The set of captured substrings is a context variable with dynamic scope. It is initially an empty sequence. During the evaluation of an xsl:matching-substring instruction it is set to the sequence of matched substrings for that regex match. During the evaluation of an xsl:non-matching-substring instruction or a pattern or a stylesheet function it is set to an empty sequence. On completion of an instruction that changes the value, the variable reverts to its previous value.

The value of the current captured substrings is unaffected through calls of xsl:apply-templates, xsl:call-template, xsl:apply-imports or xsl:next-match, or by expansion of named attribute sets.

17.3 Examples of Regular Expression Matching

Example: Replacing Characters by Elements

Problem: replace all newline characters in the abstract element by empty br elements:

Solution:

<xsl:analyze-string select="abstract" regex="\n">
  <xsl:matching-substring>
    <br/>
  </xsl:matching-substring>
  <xsl:non-matching-substring>
    <xsl:value-of select="."/>
  </xsl:non-matching-substring>
</xsl:analyze-string>

 

Example: Recognizing non-XML Markup Structure

Problem: replace all occurrences of [...] in the body by cite elements, retaining the content between the square brackets as the content of the new element.

Solution:

<xsl:analyze-string select="body" regex="\[(.*?)\]">
  <xsl:matching-substring>
    <cite><xsl:value-of select="regex-group(1)"/></cite>
  </xsl:matching-substring>
  <xsl:non-matching-substring>
    <xsl:value-of select="."/>
  </xsl:non-matching-substring>
</xsl:analyze-string>

Note that this simple approach fails if the body element contains markup that needs to be retained. In this case it is necessary to apply the regular expression processing to each text node individually. If the [...] constructs span multiple text nodes (for example, because there are elements within the square brackets) then it probably becomes necessary to make two or more passes over the data.

 

Example: Parsing a Date

Problem: the input string contains a date such as 23 March 2002. Convert it to the form 2002-03-23.

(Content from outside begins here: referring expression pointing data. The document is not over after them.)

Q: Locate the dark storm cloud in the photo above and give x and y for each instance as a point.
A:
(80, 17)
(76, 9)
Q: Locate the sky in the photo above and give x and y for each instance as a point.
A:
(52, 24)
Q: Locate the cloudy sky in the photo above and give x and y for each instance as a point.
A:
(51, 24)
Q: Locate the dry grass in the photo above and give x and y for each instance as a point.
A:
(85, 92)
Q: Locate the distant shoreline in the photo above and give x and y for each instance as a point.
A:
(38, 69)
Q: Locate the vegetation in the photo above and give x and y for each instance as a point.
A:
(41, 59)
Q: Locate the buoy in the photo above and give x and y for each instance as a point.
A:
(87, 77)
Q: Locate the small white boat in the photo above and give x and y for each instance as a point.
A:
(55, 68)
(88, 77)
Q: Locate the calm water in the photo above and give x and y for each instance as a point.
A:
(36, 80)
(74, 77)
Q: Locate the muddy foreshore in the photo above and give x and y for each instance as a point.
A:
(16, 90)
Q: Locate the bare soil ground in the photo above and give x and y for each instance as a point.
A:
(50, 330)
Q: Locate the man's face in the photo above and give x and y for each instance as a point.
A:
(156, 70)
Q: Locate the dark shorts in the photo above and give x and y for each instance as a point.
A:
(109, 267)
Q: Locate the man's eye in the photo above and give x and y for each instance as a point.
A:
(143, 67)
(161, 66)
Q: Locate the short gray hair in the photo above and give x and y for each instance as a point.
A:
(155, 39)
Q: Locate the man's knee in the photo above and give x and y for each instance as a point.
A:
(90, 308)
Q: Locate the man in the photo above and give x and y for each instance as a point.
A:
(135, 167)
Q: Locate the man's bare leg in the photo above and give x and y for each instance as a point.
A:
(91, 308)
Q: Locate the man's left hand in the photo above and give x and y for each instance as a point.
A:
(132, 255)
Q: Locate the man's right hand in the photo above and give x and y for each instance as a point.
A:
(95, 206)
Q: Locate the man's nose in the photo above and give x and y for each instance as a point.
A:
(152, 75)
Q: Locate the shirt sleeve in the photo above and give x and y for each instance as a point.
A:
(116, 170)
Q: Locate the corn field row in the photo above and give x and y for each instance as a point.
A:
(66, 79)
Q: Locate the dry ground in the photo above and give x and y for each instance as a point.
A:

Solution (with no error handling if the input format is incorrect):

<xsl:variable name="months" 
        select="'January', 'February', 'March', ..."/>

<xsl:analyze-string select="normalize-space($input)" 
    regex="([0-9]{{1,2}})\s([A-Z][a-z]+)\s([0-9]{{4}})">
    <xsl:matching-substring>
        <xsl:number value="regex-group(3)" format="0001"/>          
        <xsl:text>-</xsl:text>
        <xsl:number value="index-of($months, regex-group(2))" format="01"/>
        <xsl:text>-</xsl:text>
        <xsl:number value="regex-group(1)" format="01"/>
    </xsl:matching-substring>
</xsl:analyze-string>

Note the use of normalize-space to simplify the work done by the regular expression, and the use of doubled curly brackets because the regex attribute is an attribute value template.

 

Example: Matching Zero-Length Strings

This example removes all empty and whitespace-only lines from a file.

<xsl:analyze-string select="unparsed-text('in.txt')"
                    regex="^[\t ]*$" flags="m" expand-text="yes">
  <xsl:non-matching-substring>{.}</xsl:non-matching-substring>
</xsl:analyze-string>

 

Example: Parsing comma-separated values

There are many variants of CSV formats. This example is designed to handle input where:

  • Each record occupies one line.

  • Fields are separated by commas.

  • Quotation marks around a field are optional, unless the field contains a comma or quotation mark, in which case they are mandatory.

  • A quotation mark within the value of a field is represented by a pair of two adjacent quotation marks.

For example, the input record:

Ten Thousand,10000,,"10,000","It's ""10 Grand"", mister",10K

contains six fields, specifically:

  • Ten Thousand

  • 10000

  • <zero-length-string>

  • 10,000

  • It's "10 Grand", mister

  • 10K

The following code parses such CSV input into an XML structure containing row and col elements:

<xsl:for-each select="unparsed-text-lines('in.csv')" expand-text="yes">
  <row>
    <xsl:analyze-string select="." 
                        regex='(?:^|,)(?:"((?:[^"]|"")*)"|([^",]*))'>
      <xsl:matching-substring>
        <col>{replace(regex-group(1), '""', '"')||regex-group(2)}</col>
      </xsl:matching-substring>
    </xsl:analyze-string>
  </row>
</xsl:for-each>

Note that because this regular expression matches a zero-length string, it is not permitted in XSLT 2.0.